One session down. Matt's moved to Sana'a so I have a room to myself (with no view) now. Taryn went with him over the break and got her life stolen from her. Over lunch she told me the tale today -which is our first day back- and it sounds pretty horrific.
I on the other hand, spent a bunch of my time off nerdily reading about grammar and punctuation and usage (turns out the Guide to American Usage by Bryan Garner which I picked up in a thrift store in Bend of all places is the new Bible, or Linguinomicon rather, having pretty much ended the usage wars haughtily faught in the imaginations of dictionary and grammar editors). Not that that's going to do any good for my writing but it just means I'll have more self-confidence when I correct your terrible grammar. Which reminds me, this site is all around fantastic and you should check it out.

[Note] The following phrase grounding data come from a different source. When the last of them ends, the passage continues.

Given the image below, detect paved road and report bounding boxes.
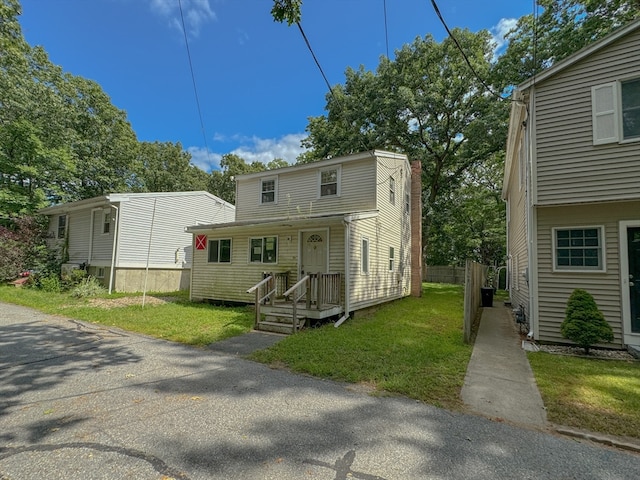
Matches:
[1,303,639,480]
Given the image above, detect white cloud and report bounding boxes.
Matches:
[188,133,308,173]
[188,146,222,172]
[149,0,216,37]
[490,18,518,58]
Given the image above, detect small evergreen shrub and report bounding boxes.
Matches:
[62,268,88,290]
[561,289,614,354]
[70,276,107,298]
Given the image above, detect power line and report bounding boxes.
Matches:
[178,0,212,165]
[383,0,390,58]
[428,0,506,101]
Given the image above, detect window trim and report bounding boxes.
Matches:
[249,236,278,264]
[260,176,278,205]
[389,246,395,271]
[318,165,341,198]
[361,236,370,275]
[552,225,606,273]
[208,238,232,264]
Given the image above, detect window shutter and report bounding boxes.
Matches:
[591,82,618,145]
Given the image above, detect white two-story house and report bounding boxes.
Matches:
[187,150,423,332]
[503,20,640,351]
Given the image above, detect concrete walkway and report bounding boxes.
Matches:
[461,303,548,428]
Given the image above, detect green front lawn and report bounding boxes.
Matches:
[528,352,640,439]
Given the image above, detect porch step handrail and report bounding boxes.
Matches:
[247,275,277,328]
[283,274,310,333]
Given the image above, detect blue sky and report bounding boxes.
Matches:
[19,0,533,171]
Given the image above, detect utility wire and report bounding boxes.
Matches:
[295,21,371,153]
[178,0,212,164]
[428,0,506,101]
[383,0,390,58]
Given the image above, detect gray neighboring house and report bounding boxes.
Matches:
[40,191,235,293]
[503,20,640,351]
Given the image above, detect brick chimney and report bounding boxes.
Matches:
[410,160,422,297]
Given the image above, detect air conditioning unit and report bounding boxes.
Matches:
[61,263,81,276]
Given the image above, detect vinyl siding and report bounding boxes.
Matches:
[67,209,92,264]
[191,224,345,303]
[534,29,640,205]
[117,194,234,268]
[235,157,377,221]
[505,133,530,317]
[535,202,640,346]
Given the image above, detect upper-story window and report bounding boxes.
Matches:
[261,177,277,204]
[319,166,340,197]
[592,78,640,144]
[389,177,396,204]
[57,215,67,239]
[621,78,640,140]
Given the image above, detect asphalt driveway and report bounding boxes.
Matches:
[1,302,639,479]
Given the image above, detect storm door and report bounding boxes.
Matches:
[627,227,640,335]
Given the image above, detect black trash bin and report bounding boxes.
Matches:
[481,287,494,307]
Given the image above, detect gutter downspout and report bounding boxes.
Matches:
[108,204,120,295]
[335,217,352,327]
[526,90,537,340]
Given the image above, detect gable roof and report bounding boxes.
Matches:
[39,191,234,215]
[518,19,640,91]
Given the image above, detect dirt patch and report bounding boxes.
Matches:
[86,296,179,309]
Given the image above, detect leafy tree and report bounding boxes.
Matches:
[561,289,614,354]
[496,0,640,85]
[136,141,208,192]
[299,30,509,265]
[271,0,302,25]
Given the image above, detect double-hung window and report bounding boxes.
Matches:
[319,166,340,197]
[208,239,232,263]
[250,236,277,263]
[389,247,395,271]
[553,226,605,271]
[261,177,277,204]
[621,78,640,140]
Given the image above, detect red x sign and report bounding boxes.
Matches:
[195,234,207,250]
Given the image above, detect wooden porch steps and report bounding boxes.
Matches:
[257,313,307,334]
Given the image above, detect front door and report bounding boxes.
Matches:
[301,230,328,276]
[621,222,640,346]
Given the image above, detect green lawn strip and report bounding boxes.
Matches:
[0,286,254,346]
[528,352,640,439]
[250,283,472,410]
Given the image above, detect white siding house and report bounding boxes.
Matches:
[188,150,422,332]
[40,191,235,293]
[503,20,640,351]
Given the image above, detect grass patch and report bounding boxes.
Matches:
[250,283,471,410]
[528,352,640,438]
[0,285,254,346]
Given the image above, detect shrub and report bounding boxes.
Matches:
[71,276,106,298]
[38,274,61,293]
[62,268,88,289]
[561,289,614,354]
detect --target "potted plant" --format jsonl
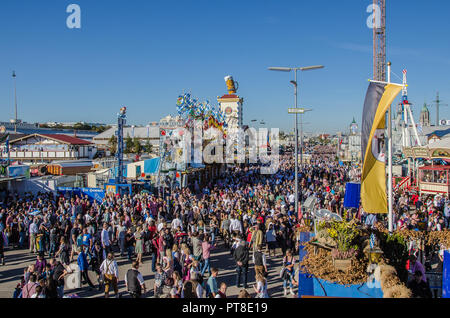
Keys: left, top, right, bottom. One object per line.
{"left": 327, "top": 220, "right": 360, "bottom": 271}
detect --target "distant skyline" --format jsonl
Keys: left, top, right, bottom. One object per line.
{"left": 1, "top": 0, "right": 449, "bottom": 134}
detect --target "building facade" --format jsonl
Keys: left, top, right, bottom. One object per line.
{"left": 1, "top": 133, "right": 96, "bottom": 163}
{"left": 420, "top": 103, "right": 431, "bottom": 127}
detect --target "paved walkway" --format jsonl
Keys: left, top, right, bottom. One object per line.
{"left": 0, "top": 239, "right": 298, "bottom": 298}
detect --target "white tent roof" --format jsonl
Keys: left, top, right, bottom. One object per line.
{"left": 427, "top": 137, "right": 450, "bottom": 150}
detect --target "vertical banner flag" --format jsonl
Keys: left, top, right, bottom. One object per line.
{"left": 361, "top": 82, "right": 402, "bottom": 214}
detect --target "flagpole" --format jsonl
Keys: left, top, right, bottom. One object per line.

Anyways, Taryn got her passport stolen along with all of her banking information and any other personal information. And this happened in Sana'a, not Aden where she lives and works. Fortunately the American Embassy is in Sana'a, right? Physically, yes; effectively, it doesn't exist. How do you prove your citizenship without a passport, and how do you get anywhere in a beauracracy quagmired by bribery after you've lost all access to your money? Her situation right now is the nightmare of any foreigner; I'm feeling homesick, vicariously exposed, and am not taking this incident lightly. Her first vacation was ruined, decimated really, and basically invalidated her first three months of work here or at least that's how I would feel. After two months she should be able to get a new passport so that she can then reapply for all of the visas and not be living and working in Yemen illegally. It's a crappy situation for her right now that makes us all feel slightly unsettled until it gets sorted out.